This issue tracker has been migrated to GitHub, and is currently read-only.
For more information, see the GitHub FAQs in the Python's Developer Guide.

classification
Title: imp.find_module reacts badly to iterator
Type: enhancement Stage: resolved
Components: Library (Lib) Versions: Python 2.7
process
Status: closed Resolution: wont fix
Dependencies: Superseder:
Assigned To: Nosy List: Phillip.M.Feldman@gmail.com, brett.cannon, eric.snow
Priority: normal Keywords:

Created on 2018-08-16 21:51 by Phillip.M.Feldman@gmail.com, last changed 2022-04-11 14:59 by admin. This issue is now closed.

Messages (5)
msg323623 - (view) Author: Phillip M. Feldman (Phillip.M.Feldman@gmail.com) Date: 2018-08-16 21:51
`imp.find_module` goes down in flames if one tries to pass an iterator rather than a list of folders.  Firstly, the message that it produces is somewhat misleading:

   RuntimeError: sys.path must be a list of directory names

Secondly, it would be helpful if one could pass an iterator. I'm thinking in particular of the situation where one wants to import something from a large folder tree, and the module in question is likely to be found early in the search process, so that it is more efficient to explore the folder tree incrementally.
msg323660 - (view) Author: Eric Snow (eric.snow) * (Python committer) Date: 2018-08-17 16:05
There are several issues at hand here, Phillip.  I'll enumerate them below.
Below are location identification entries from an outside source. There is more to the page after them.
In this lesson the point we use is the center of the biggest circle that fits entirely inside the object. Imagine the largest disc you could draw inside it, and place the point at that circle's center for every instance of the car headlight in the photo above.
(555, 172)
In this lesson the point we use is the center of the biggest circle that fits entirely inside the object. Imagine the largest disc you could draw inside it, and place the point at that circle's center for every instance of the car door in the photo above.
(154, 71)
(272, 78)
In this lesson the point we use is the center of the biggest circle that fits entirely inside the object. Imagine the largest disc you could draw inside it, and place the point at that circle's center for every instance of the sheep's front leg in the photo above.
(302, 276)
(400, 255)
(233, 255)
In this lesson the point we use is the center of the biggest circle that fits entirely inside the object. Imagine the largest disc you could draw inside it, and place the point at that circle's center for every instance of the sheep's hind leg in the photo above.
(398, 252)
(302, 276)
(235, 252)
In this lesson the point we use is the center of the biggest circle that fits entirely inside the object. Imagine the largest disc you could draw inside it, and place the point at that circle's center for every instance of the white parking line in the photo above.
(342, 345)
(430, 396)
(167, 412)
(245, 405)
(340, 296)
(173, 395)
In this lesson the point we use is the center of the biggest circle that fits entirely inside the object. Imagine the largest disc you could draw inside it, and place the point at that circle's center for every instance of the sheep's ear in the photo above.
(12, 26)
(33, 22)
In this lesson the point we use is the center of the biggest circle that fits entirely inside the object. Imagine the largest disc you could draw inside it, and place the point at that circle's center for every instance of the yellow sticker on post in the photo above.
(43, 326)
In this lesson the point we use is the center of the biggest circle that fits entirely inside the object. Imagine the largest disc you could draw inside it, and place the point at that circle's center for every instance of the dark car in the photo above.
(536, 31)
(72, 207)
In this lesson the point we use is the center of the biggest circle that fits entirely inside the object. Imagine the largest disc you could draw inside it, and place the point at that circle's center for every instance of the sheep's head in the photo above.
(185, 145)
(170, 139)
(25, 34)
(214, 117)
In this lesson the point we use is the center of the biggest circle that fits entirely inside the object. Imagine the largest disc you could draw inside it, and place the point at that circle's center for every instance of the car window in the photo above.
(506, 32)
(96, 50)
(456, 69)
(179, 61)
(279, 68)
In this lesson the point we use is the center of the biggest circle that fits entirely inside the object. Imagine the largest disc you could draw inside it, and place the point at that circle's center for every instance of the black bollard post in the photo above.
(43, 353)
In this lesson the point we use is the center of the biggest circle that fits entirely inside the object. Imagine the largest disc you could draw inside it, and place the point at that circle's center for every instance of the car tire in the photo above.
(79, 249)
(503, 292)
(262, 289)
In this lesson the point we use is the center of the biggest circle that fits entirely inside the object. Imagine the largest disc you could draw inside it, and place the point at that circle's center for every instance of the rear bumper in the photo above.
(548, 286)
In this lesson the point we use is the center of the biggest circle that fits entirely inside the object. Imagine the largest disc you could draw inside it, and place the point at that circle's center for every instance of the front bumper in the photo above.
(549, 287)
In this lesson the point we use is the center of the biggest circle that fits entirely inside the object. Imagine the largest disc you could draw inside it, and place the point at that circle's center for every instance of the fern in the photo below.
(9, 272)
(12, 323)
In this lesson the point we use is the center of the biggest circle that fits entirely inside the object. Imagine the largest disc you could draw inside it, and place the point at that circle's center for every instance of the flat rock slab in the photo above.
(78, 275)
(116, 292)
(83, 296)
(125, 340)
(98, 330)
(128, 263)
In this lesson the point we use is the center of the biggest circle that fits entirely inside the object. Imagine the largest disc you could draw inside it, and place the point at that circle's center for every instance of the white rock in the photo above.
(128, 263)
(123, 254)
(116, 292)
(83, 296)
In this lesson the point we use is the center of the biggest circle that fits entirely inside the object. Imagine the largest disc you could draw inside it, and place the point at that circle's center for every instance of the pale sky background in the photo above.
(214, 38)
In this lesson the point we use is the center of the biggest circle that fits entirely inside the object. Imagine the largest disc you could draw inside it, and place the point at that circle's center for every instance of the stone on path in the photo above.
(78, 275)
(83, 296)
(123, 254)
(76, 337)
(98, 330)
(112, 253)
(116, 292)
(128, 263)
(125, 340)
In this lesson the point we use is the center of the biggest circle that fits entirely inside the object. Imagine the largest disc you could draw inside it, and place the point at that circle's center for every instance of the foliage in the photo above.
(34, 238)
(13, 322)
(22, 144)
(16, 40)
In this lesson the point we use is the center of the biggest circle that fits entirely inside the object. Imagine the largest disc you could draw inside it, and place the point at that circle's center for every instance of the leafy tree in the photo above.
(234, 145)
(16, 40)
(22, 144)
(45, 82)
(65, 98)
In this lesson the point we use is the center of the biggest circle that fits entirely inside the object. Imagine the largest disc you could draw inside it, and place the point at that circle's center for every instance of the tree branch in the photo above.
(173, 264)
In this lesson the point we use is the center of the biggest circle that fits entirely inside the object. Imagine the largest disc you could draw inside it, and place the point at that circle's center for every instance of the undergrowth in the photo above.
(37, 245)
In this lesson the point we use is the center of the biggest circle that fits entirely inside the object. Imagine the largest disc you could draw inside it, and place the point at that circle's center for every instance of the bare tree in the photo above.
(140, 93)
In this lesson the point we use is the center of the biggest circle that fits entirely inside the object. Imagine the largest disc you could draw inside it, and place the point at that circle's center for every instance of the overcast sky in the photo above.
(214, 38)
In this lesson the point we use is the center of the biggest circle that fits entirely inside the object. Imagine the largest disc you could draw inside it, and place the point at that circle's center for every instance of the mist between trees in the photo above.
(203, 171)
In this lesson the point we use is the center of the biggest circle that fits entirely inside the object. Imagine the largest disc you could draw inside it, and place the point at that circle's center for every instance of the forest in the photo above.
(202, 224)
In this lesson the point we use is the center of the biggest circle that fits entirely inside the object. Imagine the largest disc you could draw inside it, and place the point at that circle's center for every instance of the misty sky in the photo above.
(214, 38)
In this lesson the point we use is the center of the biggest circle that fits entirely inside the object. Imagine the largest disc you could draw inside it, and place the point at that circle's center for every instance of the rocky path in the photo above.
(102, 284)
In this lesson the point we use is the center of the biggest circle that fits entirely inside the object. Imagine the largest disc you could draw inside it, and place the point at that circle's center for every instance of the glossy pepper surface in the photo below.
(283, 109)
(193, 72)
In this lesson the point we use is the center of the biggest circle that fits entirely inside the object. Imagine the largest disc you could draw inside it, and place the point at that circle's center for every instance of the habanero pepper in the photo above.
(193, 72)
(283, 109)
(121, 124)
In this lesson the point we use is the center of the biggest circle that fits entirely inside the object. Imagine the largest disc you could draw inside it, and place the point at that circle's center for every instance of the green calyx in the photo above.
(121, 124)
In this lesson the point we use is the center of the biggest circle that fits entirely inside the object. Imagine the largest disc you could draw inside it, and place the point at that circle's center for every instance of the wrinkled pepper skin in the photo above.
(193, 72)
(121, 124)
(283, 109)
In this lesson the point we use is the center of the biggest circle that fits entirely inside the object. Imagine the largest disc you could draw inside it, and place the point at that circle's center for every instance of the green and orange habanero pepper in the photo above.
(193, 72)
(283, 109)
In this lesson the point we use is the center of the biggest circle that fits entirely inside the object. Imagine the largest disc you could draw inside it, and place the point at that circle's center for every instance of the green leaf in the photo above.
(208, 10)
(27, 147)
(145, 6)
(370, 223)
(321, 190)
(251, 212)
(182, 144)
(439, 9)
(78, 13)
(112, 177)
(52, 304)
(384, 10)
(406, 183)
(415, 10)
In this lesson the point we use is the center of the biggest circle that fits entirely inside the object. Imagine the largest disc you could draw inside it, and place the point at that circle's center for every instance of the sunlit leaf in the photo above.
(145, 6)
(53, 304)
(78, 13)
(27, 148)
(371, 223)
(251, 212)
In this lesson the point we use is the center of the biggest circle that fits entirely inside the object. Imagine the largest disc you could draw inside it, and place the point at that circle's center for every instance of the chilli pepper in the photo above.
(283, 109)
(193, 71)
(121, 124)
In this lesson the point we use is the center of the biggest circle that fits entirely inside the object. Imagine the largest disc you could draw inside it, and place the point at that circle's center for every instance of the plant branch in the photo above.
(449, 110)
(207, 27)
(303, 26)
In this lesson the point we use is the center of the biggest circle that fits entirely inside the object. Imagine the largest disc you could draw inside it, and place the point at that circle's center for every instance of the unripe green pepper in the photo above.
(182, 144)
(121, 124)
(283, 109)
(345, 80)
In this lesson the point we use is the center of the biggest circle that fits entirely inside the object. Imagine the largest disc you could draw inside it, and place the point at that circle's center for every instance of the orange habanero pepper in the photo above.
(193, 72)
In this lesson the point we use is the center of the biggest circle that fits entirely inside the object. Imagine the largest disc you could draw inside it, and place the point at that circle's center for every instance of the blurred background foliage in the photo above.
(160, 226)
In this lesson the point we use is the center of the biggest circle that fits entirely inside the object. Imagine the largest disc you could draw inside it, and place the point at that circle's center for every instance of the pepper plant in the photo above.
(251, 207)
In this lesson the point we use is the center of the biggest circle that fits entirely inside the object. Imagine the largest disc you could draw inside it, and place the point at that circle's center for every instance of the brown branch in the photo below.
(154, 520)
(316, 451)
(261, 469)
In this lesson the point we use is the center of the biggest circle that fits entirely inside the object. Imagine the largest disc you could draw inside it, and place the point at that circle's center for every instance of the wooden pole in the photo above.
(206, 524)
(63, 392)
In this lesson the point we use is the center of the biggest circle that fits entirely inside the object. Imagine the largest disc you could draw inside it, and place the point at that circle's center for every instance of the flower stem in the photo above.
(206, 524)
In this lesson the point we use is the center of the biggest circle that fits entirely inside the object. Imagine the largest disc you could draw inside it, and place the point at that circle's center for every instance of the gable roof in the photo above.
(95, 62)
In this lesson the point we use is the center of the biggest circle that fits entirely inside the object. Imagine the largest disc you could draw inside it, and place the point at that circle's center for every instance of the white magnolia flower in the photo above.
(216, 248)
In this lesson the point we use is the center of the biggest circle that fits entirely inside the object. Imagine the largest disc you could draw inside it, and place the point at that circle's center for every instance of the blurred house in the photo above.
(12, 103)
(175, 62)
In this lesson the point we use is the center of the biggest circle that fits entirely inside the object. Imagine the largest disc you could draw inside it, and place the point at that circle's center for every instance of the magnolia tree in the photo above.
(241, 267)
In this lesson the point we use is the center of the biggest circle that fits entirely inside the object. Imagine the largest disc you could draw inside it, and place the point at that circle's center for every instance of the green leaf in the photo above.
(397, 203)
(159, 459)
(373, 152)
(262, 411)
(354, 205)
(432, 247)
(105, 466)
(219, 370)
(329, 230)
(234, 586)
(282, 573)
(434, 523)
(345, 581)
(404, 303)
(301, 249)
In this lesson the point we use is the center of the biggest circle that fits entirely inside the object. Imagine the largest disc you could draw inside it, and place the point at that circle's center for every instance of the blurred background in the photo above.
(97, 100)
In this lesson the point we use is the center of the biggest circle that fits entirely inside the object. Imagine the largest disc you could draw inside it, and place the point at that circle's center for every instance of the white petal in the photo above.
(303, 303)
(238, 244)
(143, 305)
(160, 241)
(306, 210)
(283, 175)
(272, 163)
Thanks for taking the time to let us know about this.  However, I'm closing this issue since realistically the behavior of imp.find_module() isn't going to change, particularly in Python 2.7.  Even though the issue is closed, feel free to reply, particularly about how you are using imp.find_module() (we may be able to point you toward how to use importlib instead).

Also, I've changed this issue's type to "enhancement".  imp.find_module() is working as designed, so what you are looking for is a feature request.  Consequently there's a much higher bar for justifying a change.  Here are reasons why the requested change doesn't reach that bar:

1. Python 2.7 is closed to new features.

So imp.find_module() is not going to change.

2. Python 2.7 is nearing EOL.

We highly recommend that everyone move to Python 3 as soon as possible.  Hopefully you are in a position to do so.  If you're stuck on Python 2.7 then you miss the advantages of importlib, along with a ton of other benefits.

If you are not going to be able to migrate before 2020 then send an email to python-list@python.org asking for recommendations on what to do.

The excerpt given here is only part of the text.